Algemene voorzieningen
Aan de ene kant zijn veel van de algemene voorzieningen die voor iedereen beschikbaar worden gesteld vaak nog ontoegankelijk voor mensen met een beperking. Zo lopen blinden en slechtzienden regelmatig tegen obstakels die op het trottoir staan, ontbreken er invalidetoiletten in horecagelegenheden en is het voor mensen in een rolstoel niet mogelijk om spontaan met het openbaar vervoer op pad te gaan omdat er ruim van tevoren reisassistentie moet worden aangevraagd.[2]
Aparte regelingen
In Nederland is er veel voor mensen met een beperking geregeld, en ik denk dat er niet veel landen zijn die het beter doen op gebied van gezondheidszorg en voorzieningen voor mensen met een beperking. Echter, veel van deze voorzieningen zijn apart van het reguliere aanbod georganiseerd. Zo zijn er speciale vervoersvoorzieningen, maar is nog niet het gehele openbaar vervoer inclusief ontworpen. En is er het streven om alle mensen met een beperking in het reguliere onderwijs toe te laten, maar zijn veel kinderen nog afhankelijk van speciaal onderwijs omdat het niet lukt om in het reguliere onderwijs de juiste ondersteuning te bieden.[3]
Het verkokerde en bureaucratische zorgsysteem
Aan de ene kant zijn dus de algemene voorzieningen vaak niet toegankelijk genoeg voor mensen met een beperking. Aan de andere kant maken veel mensen met een beperking gebruik van maatwerkvoorzieningen die ze vanwege hun handicap nodig hebben. Maar als je in Nederland zorg, ondersteuning of hulpmiddelen nodig hebt is de kans groot dat je in een wereld van regeltjes en formulieren terecht komt. Dit komt onder andere doordat zorg en ondersteuning door verschillende instanties wordt aangeboden.

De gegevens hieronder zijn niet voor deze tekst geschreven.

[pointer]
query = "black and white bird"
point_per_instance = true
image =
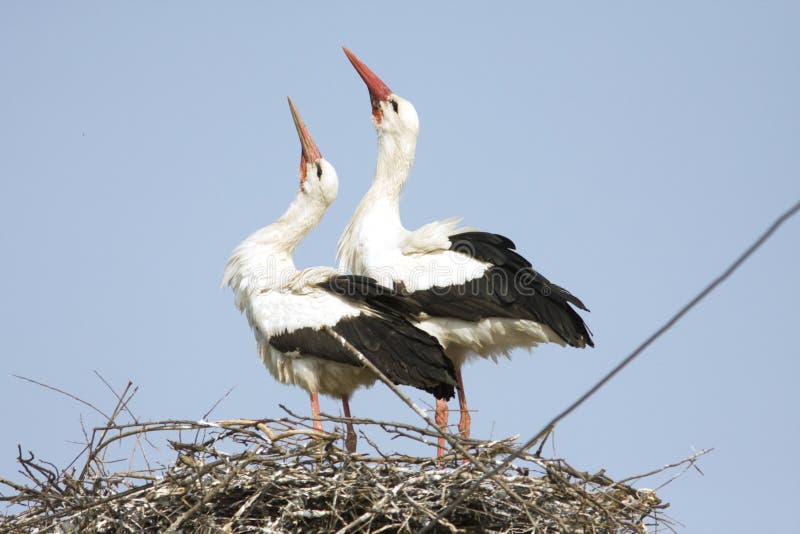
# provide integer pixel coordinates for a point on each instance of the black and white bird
(292, 312)
(480, 296)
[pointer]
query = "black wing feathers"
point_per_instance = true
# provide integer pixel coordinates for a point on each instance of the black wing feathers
(382, 333)
(511, 288)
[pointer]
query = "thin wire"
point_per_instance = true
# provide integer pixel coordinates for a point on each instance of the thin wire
(788, 214)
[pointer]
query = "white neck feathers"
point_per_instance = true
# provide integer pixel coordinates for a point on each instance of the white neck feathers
(264, 259)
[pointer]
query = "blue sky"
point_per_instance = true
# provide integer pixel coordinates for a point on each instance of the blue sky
(631, 151)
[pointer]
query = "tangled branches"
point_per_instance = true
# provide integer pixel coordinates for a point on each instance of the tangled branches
(277, 475)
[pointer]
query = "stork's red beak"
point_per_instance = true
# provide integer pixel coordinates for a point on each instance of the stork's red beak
(310, 151)
(377, 89)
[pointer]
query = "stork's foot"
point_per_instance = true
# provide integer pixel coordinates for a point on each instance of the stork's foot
(464, 424)
(442, 414)
(350, 439)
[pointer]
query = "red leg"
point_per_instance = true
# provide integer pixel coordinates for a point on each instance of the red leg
(442, 414)
(466, 420)
(350, 439)
(315, 411)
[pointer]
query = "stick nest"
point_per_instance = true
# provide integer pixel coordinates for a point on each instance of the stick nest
(282, 476)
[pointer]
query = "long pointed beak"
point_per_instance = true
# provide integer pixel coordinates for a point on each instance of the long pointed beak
(377, 89)
(310, 151)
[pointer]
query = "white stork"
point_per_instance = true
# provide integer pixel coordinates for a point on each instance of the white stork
(288, 309)
(479, 295)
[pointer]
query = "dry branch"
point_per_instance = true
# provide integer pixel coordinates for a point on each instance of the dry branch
(277, 475)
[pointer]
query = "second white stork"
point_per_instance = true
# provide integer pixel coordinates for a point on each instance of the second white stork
(292, 312)
(480, 296)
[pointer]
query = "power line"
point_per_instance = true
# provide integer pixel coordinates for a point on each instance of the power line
(788, 214)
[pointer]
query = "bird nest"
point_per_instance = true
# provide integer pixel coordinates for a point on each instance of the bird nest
(280, 475)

In een eerdere blog heb ik al aangegeven hoe het verkokerde en bureaucratische zorgsysteem in Nederland tot absurde situaties kan leiden. Zo ben ik laatst ook weer in een dergelijke situatie terecht gekomen. Als ik ergens heen ga, kan ik mij ter plaatse makkelijker met een scootmobiel voortbewegen. Voorheen verplaatste ik me met een driewielfiets, en kon mij dan op de plaats van bestemming lopend zonder ondersteuning voortbewegen. Op het moment dat ik dit niet meer kon, heb ik een scootmobiel aangevraagd bij het zorgkantoor.
Driewielfiets inleveren
Het zorgkantoor reageerde met de mededeling dat ik mijn driewielfiets moest inleveren als ik gebruik wilde maken van een scootmobiel. De bedoeling van deze regel begrijp ik: de fiets zou heel goed door iemand anders gebruikt kunnen worden. Echter, ik wilde mijn fiets behouden om ook nog een beetje in beweging te blijven, hierdoor kan ik misschien mijn fysieke achteruitgang een beetje tegen gaan. Daarom heb ik gevraagd of ik de driewielfiets (tegen een financiële bijdrage) zou kunnen overnemen. Dit was vanwege de starre regels niet mogelijk. Enige ruimte voor maatwerk was er in deze situatie niet.
Onnodig duur
Ik verbaas me erover dat mensen die gebruikmaken van hulpmiddelen in dergelijke situaties deze niet mogen behouden. Het inleveren en vooral het aanvragen van hulpmiddelen is tijdrovend en maakt de zorg volgens mij alleen maar duurder. Deze grote hoeveelheid aan bureaucratie is niet alleen onderdeel van de zorg, maar komt ook naar voren in andere domeinen, zoals arbeid, de sociale zekerheid en vervoersvoorzieningen. Dit vergt voor de mensen die er afhankelijk van zijn ook extra energie, en veel mensen met een beperking beschikken al over een kleine energievoorraad.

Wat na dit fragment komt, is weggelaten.